The National Medical Products Administration’s Center for Drug Evaluation in China has accepted and recommended priority review designation the new drug application (NDA) seeking the approval of lisaftoclax (APG-2575) for use in patients with relapsed or refractory chronic lymphocytic leukemia (CLL) or small lymphocytic lymphoma (SLL).1
The application is supported by findings from a registrational phase 2 trial (APG2575CC201) has been completed in China, which examined the safety and efficacy of the BCL-2 inhibitor in this population. The primary end point of the study is overall response rate (ORR).
“Ascentage Pharma‘s founding team has over 20 years of deep experience in developing apoptosis-targeted therapies and has made significant strides with the BCL-2 target,” Dajun Yang, MD, PhD, chairman & chief executive officer of Ascentage Pharma stated in a news release. “To date, only one BCL-2 inhibitor has been approved globally, which is a reality underscoring the immense difficulty and challenges in this field of research and development. This NDA submission for lisaftoclax could potentially pave the way for lisaftoclax to become the first approved China-developed Bcl-2 inhibitor, thus marking another major milestone that is a culmination of the Ascentage Pharma’s deep commitment and perseverant work in the past 15 years.”
Last year, in August 2023, the FDA cleared a global, registrational, phase 3 study (APG2575CG301) that is evaluating lisaftoclax paired with BTK inhibition in patients with relapsed or refractory CLL/SLL who previously received a BTK inhibitor.2,3 The agent was previously examined in a phase 1/2 trial (NCT04215809), which examined the agent with acalabrutinib (Calquence) or rituximab (Rituxan) in patients with treatment naive or relapsed/refractory CLL/SLL.4 In evaluable patients with treatment naive disease (n = 16), lisaftoclax paired with acalabrutinib led to an ORR of 100%; in evaluable patients with relapsed/refractory disease (n = 57), the ORR was 98%.4,5
The early-phase trial enrolled patients with confirmed CLL/SLL requiring therapy per the 2018 International Workshop on CLL (iwCLL) criteria. Participants had an ECOG performance status of 0 to 2 and acceptable bone marrow, renal, and hepatic function. Exclusion criteria included significant cardiovascular disease, a QTc interval over 480 ms, or receipt of warfarin or an equivalent vitamin K antagonist; other anticoagulants were permitted. Notably, those whose disease was relapsed or refractory to a BCL-2 inhibitor were allowed to enroll in the acalabrutinib cohorts.
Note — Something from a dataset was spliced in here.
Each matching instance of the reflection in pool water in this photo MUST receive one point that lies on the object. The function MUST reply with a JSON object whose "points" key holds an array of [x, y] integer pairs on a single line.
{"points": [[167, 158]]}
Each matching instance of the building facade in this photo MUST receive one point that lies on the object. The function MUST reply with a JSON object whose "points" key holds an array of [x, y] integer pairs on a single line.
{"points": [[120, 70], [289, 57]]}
In the first part of the dose-escalation phase, patients were given single-agent lisaftoclax at the following doses: 400 mg (n = 18), 600 mg (n = 16), and 800 mg (n = 12). In the second part, patients received lisaftoclax plus rituximab (n = 9) or acalabrutinib (n = 9) at the following doses 400 mg, 600 mg, and 800 mg (n = 3/cohort). Rituximab was given at a dose of 375 mg/m2 on day 8 of cycle 1 and 500 mg/m2 on day 1 of cycles 2 to 6; acalabrutinib was administered continuously at a twice-daily dose of 100 mg.
In the dose-expansion phase, patients in the lisaftoclax/rituximab cohort (n = 30) received lisaftoclax at doses of 400 mg (n = 10), 600 mg (n = 12), and 800 mg (n = 8); in the lisaftoclax/acalabrutinib cohort (n = 70), the agent was explored at the same dose levels of 400 mg (n = 13), 600 mg (n = 42), and 800 mg (n = 15).
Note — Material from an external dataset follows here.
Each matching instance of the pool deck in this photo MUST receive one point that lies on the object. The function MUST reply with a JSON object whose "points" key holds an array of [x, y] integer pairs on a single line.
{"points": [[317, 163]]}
In the monotherapy cohort, the most common grade 3 or 4 toxicities experienced with lisaftoclax included neutropenia (30.3%), COVID-19 (28%), pneumonia (6.5%), febrile neutropenia (4%), multiorgan failure (2%), and clinical tumor lysis syndrome (TLS; 2%). The most common grade 3/4 toxicities in the rituximab cohort were neutropenia (21%) and clinical TLS (2.7%); in the acalabrutinib cohort, these included neutropenia (23%), COVID-19 (11.5%), atrial fibrillation (3.8%), and abscesses (3%).